According to court documents, of the nearly 2,000 Academic Faculty academic staff members, “approximately 610 of them in the Faculty of Medicine and Dentistry have dual roles – an academic staff employee at the University of Alberta providing academic services to the GUA pursuant to the Collective Agreement, and in a separate role, providing clinical serves to other third-party entities."
After receiving 12 months' notice in November 2021 that her appointment would end, Dr. Hume sued AHS and APL in April 2022, claiming she was their employee or dependent contractor for clinical work.
AHS responded by filing a third-party claim against the university, asserting Dr. Hume was solely a university employee whose entire relationship fell under the collective agreement.
Remuneration for clinical work
The faculty union investigated Dr. Hume's situation between April 2021 and October 2022 and concluded that the essential character of the dispute did not arise out of the collective agreement but rather out of her relationship as a clinician serving AHS and APL. This position aligned with the union's longstanding interpretation of its representational boundaries.

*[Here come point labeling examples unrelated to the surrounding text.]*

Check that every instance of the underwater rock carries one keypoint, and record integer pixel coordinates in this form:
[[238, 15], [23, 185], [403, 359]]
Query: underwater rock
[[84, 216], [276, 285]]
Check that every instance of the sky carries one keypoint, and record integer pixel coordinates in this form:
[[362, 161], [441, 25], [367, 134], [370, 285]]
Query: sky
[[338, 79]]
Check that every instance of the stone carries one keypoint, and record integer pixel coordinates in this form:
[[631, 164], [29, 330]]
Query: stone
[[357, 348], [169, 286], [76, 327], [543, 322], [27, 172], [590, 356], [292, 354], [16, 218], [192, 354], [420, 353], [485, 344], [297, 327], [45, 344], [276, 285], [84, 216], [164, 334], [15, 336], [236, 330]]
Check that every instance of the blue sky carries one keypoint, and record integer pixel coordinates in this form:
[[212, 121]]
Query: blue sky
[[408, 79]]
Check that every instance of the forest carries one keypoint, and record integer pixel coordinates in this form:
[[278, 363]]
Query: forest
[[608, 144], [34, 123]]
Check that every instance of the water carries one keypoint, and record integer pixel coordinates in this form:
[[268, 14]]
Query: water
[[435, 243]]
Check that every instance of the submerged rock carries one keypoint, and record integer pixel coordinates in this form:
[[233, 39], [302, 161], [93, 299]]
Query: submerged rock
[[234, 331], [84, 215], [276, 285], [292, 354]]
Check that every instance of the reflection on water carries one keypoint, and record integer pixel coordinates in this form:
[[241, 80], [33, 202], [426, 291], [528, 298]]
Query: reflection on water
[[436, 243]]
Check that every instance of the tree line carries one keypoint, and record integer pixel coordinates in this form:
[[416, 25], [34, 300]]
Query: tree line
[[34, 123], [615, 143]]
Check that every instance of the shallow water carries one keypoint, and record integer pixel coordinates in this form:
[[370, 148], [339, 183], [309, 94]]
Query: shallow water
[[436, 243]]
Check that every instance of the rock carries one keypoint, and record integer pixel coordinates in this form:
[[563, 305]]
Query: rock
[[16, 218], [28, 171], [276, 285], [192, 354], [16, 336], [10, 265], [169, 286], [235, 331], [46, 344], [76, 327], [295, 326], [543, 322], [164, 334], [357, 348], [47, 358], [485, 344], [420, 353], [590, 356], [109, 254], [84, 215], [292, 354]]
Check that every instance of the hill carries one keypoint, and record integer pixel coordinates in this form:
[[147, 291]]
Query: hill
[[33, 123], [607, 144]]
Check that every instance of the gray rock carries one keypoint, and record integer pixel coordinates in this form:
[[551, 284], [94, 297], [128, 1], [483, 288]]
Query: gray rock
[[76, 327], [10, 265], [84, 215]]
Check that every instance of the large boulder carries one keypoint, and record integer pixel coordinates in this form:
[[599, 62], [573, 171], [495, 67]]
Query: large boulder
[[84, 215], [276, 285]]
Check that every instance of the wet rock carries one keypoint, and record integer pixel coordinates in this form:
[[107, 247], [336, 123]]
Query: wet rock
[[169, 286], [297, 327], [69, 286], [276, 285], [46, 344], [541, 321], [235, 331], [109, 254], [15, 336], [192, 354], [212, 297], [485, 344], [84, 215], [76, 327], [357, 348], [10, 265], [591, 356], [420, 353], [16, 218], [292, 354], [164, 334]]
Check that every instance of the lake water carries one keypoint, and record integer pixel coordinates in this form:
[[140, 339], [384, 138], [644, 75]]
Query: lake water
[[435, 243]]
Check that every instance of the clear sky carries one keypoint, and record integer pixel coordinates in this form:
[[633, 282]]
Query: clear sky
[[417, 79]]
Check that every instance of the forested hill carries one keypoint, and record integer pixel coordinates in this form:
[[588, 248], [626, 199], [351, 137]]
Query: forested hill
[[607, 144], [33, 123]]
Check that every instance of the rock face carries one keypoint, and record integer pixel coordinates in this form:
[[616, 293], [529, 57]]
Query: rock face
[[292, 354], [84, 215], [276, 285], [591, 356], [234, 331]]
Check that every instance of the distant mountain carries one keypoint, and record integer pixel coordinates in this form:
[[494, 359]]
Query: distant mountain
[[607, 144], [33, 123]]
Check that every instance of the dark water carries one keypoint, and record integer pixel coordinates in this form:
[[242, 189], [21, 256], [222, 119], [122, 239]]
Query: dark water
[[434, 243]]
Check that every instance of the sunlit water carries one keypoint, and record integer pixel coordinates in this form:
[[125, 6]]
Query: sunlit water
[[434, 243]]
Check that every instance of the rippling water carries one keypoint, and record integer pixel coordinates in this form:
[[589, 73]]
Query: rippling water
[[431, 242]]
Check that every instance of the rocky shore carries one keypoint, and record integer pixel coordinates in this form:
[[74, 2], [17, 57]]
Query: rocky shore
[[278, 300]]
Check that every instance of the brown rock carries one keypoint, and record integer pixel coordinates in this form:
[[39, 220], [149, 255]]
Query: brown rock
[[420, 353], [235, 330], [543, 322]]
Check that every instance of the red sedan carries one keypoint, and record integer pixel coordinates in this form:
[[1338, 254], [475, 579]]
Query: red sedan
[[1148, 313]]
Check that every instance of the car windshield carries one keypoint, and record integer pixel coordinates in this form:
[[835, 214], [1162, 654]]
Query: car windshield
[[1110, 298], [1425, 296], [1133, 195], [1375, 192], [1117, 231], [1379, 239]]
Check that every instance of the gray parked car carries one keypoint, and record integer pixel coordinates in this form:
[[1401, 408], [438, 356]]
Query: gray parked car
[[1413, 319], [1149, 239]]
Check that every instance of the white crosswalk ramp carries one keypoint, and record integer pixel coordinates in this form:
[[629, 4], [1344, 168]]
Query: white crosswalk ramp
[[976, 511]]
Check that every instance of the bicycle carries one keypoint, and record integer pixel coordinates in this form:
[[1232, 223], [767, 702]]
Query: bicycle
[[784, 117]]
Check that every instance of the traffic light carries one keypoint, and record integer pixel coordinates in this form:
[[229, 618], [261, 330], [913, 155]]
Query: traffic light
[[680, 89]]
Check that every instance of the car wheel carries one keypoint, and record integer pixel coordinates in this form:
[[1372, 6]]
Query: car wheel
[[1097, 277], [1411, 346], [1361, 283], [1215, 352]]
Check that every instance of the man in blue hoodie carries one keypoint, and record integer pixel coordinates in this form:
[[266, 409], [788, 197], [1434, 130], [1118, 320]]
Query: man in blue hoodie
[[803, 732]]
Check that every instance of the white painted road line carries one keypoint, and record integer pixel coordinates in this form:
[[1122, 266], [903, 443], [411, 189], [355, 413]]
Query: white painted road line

As Justice Yungwirth noted, "AASUA membership fees and union dues are only collected on the portion of their remuneration related to their academic employment service to the GUA and not on the portion of the academic clinician's remuneration related to their clinical services provided to third parties."
For clinical work, the evidence showed that academic clinicians "receive their remuneration from the third parties through various legal arrangements that allow them to be paid indirectly through the GUA so that both academic and clinical work is paid through the GUA payroll system as a 'global' payment."
Collective agreement in spotlight
The Applications Judge granted summary dismissal of Dr. Hume's claim against AHS and APL, finding no merit to her assertion of employment or dependent contractor status. The same judge struck AHS' third-party claim against the university, ruling that employment issues fell under the collective agreement and outside court jurisdiction. Dr. Hume appealed the dismissal.
Justice Yungwirth identified the central question: "The main issue to be determined in the appeal is whether or not there is a genuine issue requiring trial on Dr. Hume's claim that a separate legal relationship (employee, dependent contractor, or independent contractor) exists between Dr. Hume and AHS/APL 'concurrent' with her employment by the Governors of the University of Alberta as an 'academic staff member' under the Collective Agreement."
Justice Yungwirth granted the union leave to intervene in the appeal, including the right to make oral submissions and file written argument and additional affidavit evidence. The union confirmed its focus remained solely on the jurisdictional issue of whether the dispute falls under the collective agreement, and indicated it is not seeking intervenor status in Dr. Hume's main action should her appeal succeed. The appeal is scheduled for September 10, 2026.